In my advanced writing course, we examine our individual Twitter accounts to look for successful tweets. That notion of “success,” though, has a variety of meanings.
For example, here’s a screenshot of the CSV file of the analytics for @wyomingfootball, a Twitter account I run for my website wyoming-football.com (click to see a larger version), over a 10-day period in September 2014:
As you can see, “success” can be defined many ways. Is “success” the most retweeted tweet? The tweet with the most impressions? The one with the highest engagement rate? The one with the most favorites? The one that leads to the most follows?
In this case, my most “successful” tweet is pretty clear… This tweet had the most impressions, the most retweets, the most favorites, the most profile clicks and created the most new followers. Despite being text only, it had the second-highest engagement rate (second only to a tweet with a photo) and a relatively high engagement rate.
Final: Wheatland 21, Thermopolis 6 #wyovarsity
— Wyoming-Football.com (@WyomingFootball) September 13, 2014
This is the winning tweet in this 10-day period…. Unless I’m defining “success” in ways beyond the numbers.

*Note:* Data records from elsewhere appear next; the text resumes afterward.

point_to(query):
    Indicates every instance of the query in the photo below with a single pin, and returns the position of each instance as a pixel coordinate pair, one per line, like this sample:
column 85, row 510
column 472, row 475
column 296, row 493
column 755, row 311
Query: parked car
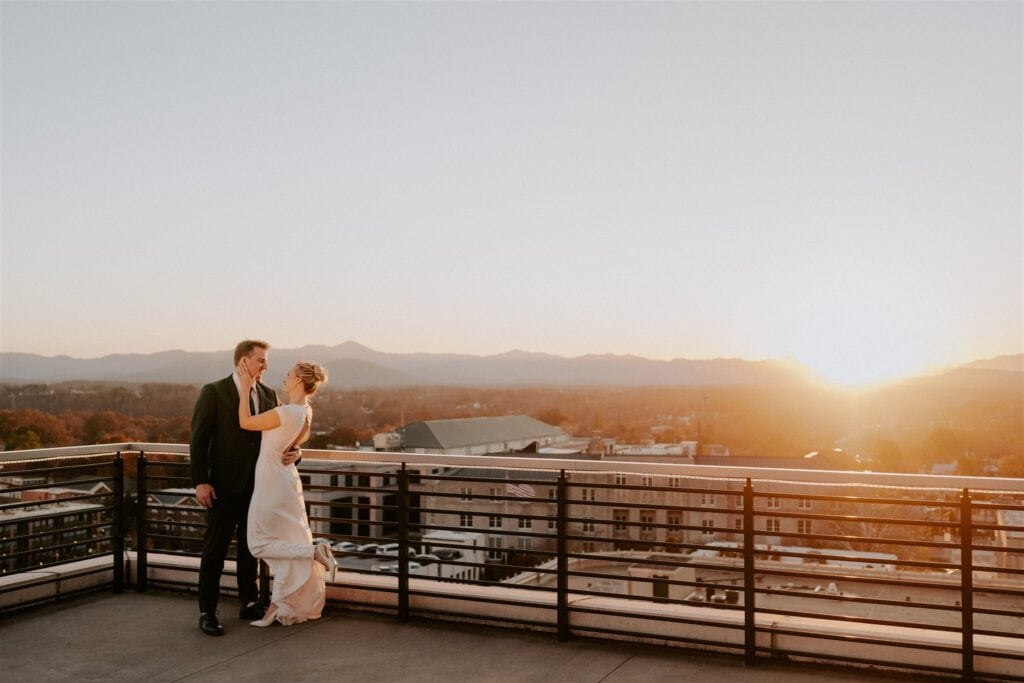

And this doesn’t even scratch the surface of promoted tweets, for which Twitter also provides analytics. Are the tweets I’m paying to promote worth the cost?
Twitter’s analytics are powerful, but we need to be careful in couching “success” with numbers. One of the ways I think my Twitter account is successful is when I tweet or retweet every score in the state on a Friday night. Consistency and thoroughness aren’t measured in Twitter’s analytics.
Analytics are a fantastic resource, but only when the numbers are part of the definition of success and not the be-all, end-all.